Marketing adware has brought about legal debate related to issues such as consent, privacy and free speech that arose years ago with so-called cookies, says Mark Rasch, senior vice president and chief security counsel at managed security services firm Solutionary.
"But what's really bad about spyware is that most people can't reasonably know what's going on--and that the stuff gums up their computer," he says. "Corporations need to inform the user on the issue of consent and what spyware is and what it's doing. And they should make antispyware available to block it."
Kevin Kingdon, analyst with security consultancy Intellitrove, says antivirus vendors are "playing catch-up" with spyware blocking, adding the most effective antispyware software he's seen so far to combat the worst of it is the $25 desktop software SpyCop.
Halted at the Gate
Other approaches to spyware eradication include filtering at least some of it out at the Internet gateway, according to some IT professionals.
Online stock brokerage firm OptionsExpress in Chicago blocks signature-based unwanted programs, including keystroke-loggers and the Gator client, at the Internet gateway, says Ben Stein, vice president of IT infrastructure.

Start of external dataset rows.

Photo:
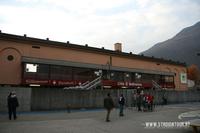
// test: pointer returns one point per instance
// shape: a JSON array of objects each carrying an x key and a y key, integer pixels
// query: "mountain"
[{"x": 183, "y": 47}]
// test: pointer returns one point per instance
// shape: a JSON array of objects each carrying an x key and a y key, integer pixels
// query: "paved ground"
[{"x": 93, "y": 121}]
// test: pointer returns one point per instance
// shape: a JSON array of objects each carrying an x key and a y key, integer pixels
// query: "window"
[
  {"x": 31, "y": 67},
  {"x": 10, "y": 57}
]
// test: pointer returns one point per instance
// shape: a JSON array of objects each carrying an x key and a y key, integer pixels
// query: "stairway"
[{"x": 87, "y": 85}]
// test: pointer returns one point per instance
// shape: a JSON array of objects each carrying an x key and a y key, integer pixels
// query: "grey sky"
[{"x": 137, "y": 24}]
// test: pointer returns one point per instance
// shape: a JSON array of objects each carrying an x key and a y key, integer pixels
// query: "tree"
[{"x": 193, "y": 72}]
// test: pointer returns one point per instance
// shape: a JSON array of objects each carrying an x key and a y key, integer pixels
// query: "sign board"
[{"x": 183, "y": 77}]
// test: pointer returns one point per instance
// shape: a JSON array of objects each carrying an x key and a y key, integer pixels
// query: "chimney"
[{"x": 118, "y": 47}]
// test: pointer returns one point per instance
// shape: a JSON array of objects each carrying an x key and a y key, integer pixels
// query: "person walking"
[
  {"x": 108, "y": 105},
  {"x": 12, "y": 105},
  {"x": 121, "y": 105},
  {"x": 139, "y": 101}
]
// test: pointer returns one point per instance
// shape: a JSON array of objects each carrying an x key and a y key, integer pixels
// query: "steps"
[{"x": 87, "y": 85}]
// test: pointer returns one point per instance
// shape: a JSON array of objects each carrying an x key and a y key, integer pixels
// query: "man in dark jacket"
[
  {"x": 12, "y": 105},
  {"x": 109, "y": 105},
  {"x": 121, "y": 105}
]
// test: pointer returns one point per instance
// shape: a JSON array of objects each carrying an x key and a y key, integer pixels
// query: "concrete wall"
[
  {"x": 57, "y": 98},
  {"x": 23, "y": 95}
]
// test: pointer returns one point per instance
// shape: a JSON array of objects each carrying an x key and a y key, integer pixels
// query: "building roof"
[{"x": 47, "y": 42}]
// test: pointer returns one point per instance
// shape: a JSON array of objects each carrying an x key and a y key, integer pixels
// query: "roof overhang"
[{"x": 93, "y": 66}]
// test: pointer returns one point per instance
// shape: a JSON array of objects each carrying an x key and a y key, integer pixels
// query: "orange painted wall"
[{"x": 10, "y": 68}]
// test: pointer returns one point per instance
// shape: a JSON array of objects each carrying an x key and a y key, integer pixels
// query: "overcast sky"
[{"x": 137, "y": 24}]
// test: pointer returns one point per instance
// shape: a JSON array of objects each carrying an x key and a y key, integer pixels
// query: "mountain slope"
[{"x": 183, "y": 47}]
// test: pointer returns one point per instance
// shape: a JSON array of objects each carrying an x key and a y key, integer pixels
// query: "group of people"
[
  {"x": 144, "y": 101},
  {"x": 109, "y": 105}
]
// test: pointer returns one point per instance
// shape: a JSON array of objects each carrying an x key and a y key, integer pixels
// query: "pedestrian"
[
  {"x": 139, "y": 101},
  {"x": 12, "y": 105},
  {"x": 121, "y": 105},
  {"x": 108, "y": 105}
]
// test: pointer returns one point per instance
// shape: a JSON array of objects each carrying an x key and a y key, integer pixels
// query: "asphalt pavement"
[{"x": 164, "y": 119}]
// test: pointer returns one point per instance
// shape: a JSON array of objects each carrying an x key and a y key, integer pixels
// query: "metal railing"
[{"x": 87, "y": 85}]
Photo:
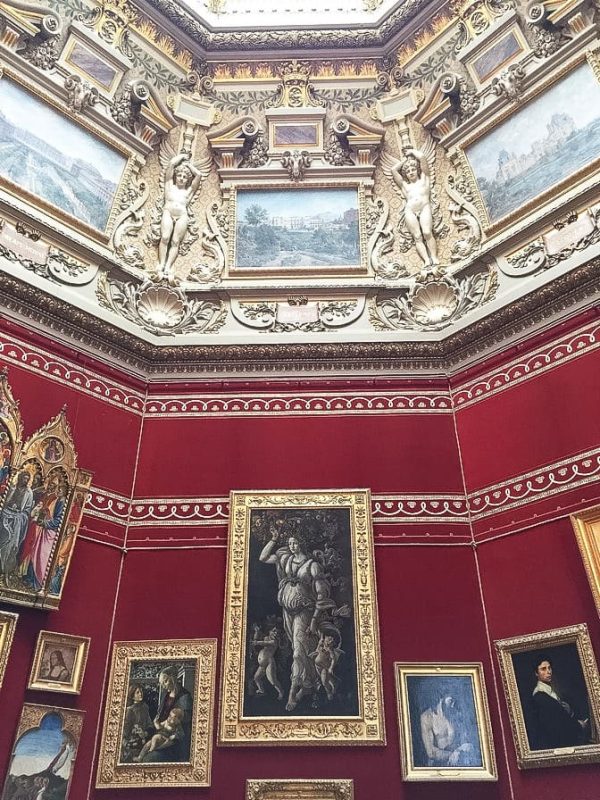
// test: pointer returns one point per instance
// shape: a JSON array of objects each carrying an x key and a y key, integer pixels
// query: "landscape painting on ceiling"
[
  {"x": 297, "y": 228},
  {"x": 50, "y": 156},
  {"x": 542, "y": 144}
]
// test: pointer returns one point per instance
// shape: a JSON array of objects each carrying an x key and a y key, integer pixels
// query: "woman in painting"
[
  {"x": 304, "y": 596},
  {"x": 137, "y": 725},
  {"x": 55, "y": 668},
  {"x": 174, "y": 695}
]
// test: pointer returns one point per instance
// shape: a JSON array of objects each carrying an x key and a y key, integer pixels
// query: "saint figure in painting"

The firm is using StillSecure's Border Guard appliance, he says.
Claria, which last October changed its name from Gator and makes the Gator application and other marketing software, says it couldn't have executives speak directly to questions because it is in the "quiet period" before an IPO. But in an e-mailed response, Claria says it operates the "world's largest behavioral ad network" and targets its advertisements to segments of its "large, permission-based audience of users based on a broad range of anonymously identified behaviors exhibited across the Internet."
The company estimates that it has an audience of 43 million users worldwide and has had about 425 advertisers use its services. Claria rejects the notion that Gator disrupts a desktop machine's operations.